It didn't do to think about him. Thinking about Céluiz would make her think about the Devil; thinking about the Devil would make her think about all those dead paqudus, the guardsmen whose strings had been seized by a curse outside of Azula's control; thinking about all those dead paqudus would make her think about Hyacinth, and if she thought about Hyacinth then she would be truly, utterly lost.
She ripped open the door in the same moment that she bound her hair back into a ponytail, hoping that this was deemed an appropriate style for a lady's maid – she had been barely cognisant of the induction instructions, so dazed had she been for the whole of those first long days in the palace, thinking of dead men and druj raining from the sky. She had been so relieved to be shown to her quarters – a narrow room, no larger than a cupboard at the bakery, big enough just for a bed wedged in lengthways so that she could not even stand up when the door was fully closed. Thus furnished, she could understand why they had been told to bring no personal effects; there would have been absolutely nowhere to put them.

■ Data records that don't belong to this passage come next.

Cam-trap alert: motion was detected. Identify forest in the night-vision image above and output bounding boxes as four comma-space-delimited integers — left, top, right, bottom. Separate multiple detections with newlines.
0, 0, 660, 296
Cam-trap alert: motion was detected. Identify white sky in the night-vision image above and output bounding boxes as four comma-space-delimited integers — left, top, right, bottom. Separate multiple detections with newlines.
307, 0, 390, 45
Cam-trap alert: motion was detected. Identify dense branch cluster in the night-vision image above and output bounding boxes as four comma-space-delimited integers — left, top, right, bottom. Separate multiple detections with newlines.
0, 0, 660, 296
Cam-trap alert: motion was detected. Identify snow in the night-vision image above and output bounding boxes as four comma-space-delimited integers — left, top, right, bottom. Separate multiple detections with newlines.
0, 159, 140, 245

Akanksha Txori, small and curvy and dark-skinned, had her long dark hair scraped back into a severe bun which did little to dim the brightness of her smile. This was not an expression of any particular, personal fondness; she knew that it wasn't. The senior maid was always this friendly with everyone. It was part of what made her such an effect set of eyes and ears within the palace; no one could ever bring themselves to dislike Akanksha Txori.
"Am I late for muster?"
"Muster?" Akanksha laughed and shook her head. Over her shoulder, Azula could see that the windows were still glazed over dark, without even the slightest hint of an encroaching dawn. "Breakfast, maybe." She gestured that Azula should loosen her hair and redo it into a bun which would not interfere with her work during the day; Azula should have guessed as much. She kicked herself for not guessing as much. "Don't worry, Hämäläinen. Most girls need a little bit of help waking up on time for the first week or so."

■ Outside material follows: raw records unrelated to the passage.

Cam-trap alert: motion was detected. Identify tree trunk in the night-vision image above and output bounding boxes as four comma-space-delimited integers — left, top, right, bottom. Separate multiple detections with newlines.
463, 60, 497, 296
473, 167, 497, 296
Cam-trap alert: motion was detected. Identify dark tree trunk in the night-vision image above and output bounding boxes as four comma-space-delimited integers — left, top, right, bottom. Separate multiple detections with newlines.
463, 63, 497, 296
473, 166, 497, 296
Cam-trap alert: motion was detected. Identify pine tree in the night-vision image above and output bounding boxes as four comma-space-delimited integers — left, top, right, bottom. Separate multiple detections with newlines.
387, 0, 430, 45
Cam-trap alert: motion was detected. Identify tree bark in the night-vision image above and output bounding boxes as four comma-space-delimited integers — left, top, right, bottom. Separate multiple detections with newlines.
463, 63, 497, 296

It wouldn't have been difficult six months ago; Azula had spent nearly her entire life under the Commandant's stewardship. Waking before dawn – she guessed it was perhaps five in the morning or so – was nothing, nothing at all, particularly as she doubted that the life of a maid in the palace, no matter how difficult, would be as arduous as one of the patented death marches of Opona. But six months in the bakery had made her soft, in a way; Ina or Khalore had usually risen to light the fires early. Azula had been allowed to sleep in until sunrise.
"Thank you," she said to Akanksha, "for coming to get me."
"It really is no problem." The older maid paused, like she was considering her next words carefully, and then spoke quickly. "Your principal is no longer in the Selection. Reiko wishes you to report to the guardhouse for reassignment as soon as you can."
"Reiko?"
"Lieutenant Morozova."
"I… understand." Poor Tereza Stan. Lady Arali, eliminated so soon. Azula might have taken it personally, if she had ever met the girl – but the work of a maid was done at night and in darkness, when the Selected girls were away being interviewed by Princess Asenath or learning how to arrange flowers with the courtier chaperones. It meant that Azula had not seen Belle since the fall of Aizsaule either; it meant that she had only glimpsed Ilja from afar, as one of a dozen grey-suited and grey-faced men. He was anonymous. Azula strove for anonymity as well.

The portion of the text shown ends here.